Orange County Public Health Services announced yesterday that at least seven people had become ill with E. coli O157:H7 infections after eating at a buffet-type restaurant in Lake Forest, California. Six of the people with reported E. coli infections became ill after dining at the restaurant on March 23rd or 24th. Three of the victims have been hospitalized.

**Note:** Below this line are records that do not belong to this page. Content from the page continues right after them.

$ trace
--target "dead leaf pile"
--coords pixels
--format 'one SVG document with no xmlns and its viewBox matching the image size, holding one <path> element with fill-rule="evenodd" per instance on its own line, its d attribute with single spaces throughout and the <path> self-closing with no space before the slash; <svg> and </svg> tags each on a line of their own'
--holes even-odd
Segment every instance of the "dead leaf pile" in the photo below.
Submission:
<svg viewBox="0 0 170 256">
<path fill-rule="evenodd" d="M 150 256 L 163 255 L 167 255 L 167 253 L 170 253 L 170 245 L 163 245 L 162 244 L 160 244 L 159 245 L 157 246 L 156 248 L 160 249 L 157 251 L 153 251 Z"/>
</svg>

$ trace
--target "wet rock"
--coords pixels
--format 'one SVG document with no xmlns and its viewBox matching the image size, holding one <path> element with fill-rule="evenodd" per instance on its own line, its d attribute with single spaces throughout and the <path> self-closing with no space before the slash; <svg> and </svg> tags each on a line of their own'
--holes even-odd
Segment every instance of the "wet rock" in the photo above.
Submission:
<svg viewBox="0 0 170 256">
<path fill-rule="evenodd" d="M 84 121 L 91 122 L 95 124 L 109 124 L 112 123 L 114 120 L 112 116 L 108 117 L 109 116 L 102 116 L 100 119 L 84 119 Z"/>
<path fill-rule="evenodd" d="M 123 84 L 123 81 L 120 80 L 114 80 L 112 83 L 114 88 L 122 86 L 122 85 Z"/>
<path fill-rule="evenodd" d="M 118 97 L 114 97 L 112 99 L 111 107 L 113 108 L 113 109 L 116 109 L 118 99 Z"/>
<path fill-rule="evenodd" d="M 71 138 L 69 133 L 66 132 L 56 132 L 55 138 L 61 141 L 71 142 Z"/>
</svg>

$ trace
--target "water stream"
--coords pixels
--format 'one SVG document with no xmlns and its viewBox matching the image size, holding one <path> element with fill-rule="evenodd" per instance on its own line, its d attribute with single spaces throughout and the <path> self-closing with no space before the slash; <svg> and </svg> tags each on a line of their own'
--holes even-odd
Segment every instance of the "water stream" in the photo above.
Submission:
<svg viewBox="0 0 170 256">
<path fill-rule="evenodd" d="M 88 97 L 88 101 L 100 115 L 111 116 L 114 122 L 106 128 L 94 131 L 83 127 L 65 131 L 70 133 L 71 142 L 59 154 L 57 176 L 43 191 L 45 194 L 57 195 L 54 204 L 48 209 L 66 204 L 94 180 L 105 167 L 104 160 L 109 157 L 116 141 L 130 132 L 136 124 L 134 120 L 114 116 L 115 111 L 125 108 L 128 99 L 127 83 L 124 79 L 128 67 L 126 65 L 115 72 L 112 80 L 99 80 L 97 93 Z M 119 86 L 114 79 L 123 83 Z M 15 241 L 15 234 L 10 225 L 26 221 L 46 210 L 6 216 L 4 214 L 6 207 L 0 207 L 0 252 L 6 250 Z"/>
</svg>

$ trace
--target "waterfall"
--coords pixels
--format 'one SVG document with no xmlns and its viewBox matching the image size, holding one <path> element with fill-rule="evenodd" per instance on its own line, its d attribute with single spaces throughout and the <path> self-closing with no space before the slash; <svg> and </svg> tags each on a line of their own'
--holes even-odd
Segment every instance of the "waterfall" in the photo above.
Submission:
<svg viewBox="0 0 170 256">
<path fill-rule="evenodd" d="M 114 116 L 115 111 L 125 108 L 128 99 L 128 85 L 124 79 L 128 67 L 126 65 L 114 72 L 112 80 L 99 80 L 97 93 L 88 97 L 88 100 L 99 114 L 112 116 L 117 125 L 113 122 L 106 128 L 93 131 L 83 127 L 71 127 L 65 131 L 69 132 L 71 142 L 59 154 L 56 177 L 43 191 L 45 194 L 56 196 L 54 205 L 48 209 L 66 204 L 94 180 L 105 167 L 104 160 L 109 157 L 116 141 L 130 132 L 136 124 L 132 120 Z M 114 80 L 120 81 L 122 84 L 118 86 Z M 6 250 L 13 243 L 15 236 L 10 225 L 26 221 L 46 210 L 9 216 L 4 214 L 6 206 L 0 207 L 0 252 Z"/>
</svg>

The Orange County Health Care Agency and the California Department of Health Services are investigating the outbreak, but have not yet determined which food served at the restaurant was contaminated with E. coli. According to an Associated Press report, foods served at this chain of Orange County restaurants are prepared at a central kitchen, which supplies nine restaurants. No E. coli illnesses have been reported from diners at other of the chain’s restaurants in Orange County.
“More has to be done to ensure the safety of our food supply,” said attorney William Marler, who is representing 93 victims of last year’s spinach E. coli outbreak and over 4,500 victims of the Salmonella outbreak that was traced to contaminated peanut butter. “Consumer confidence has been shaken, and we need to know that the food we’re putting into our bodies, whether at home or in restaurants, is not contaminated with pathogenic bacteria that could kill us.”
The Centers for Disease Control and Prevention estimates that 73,000 cases of Escherichia coli O157:H7, or E. coli, occur annually in the United States. Every year, 2,100 Americans are hospitalized, and 61 people die as a direct result of E. coli infections and its complications.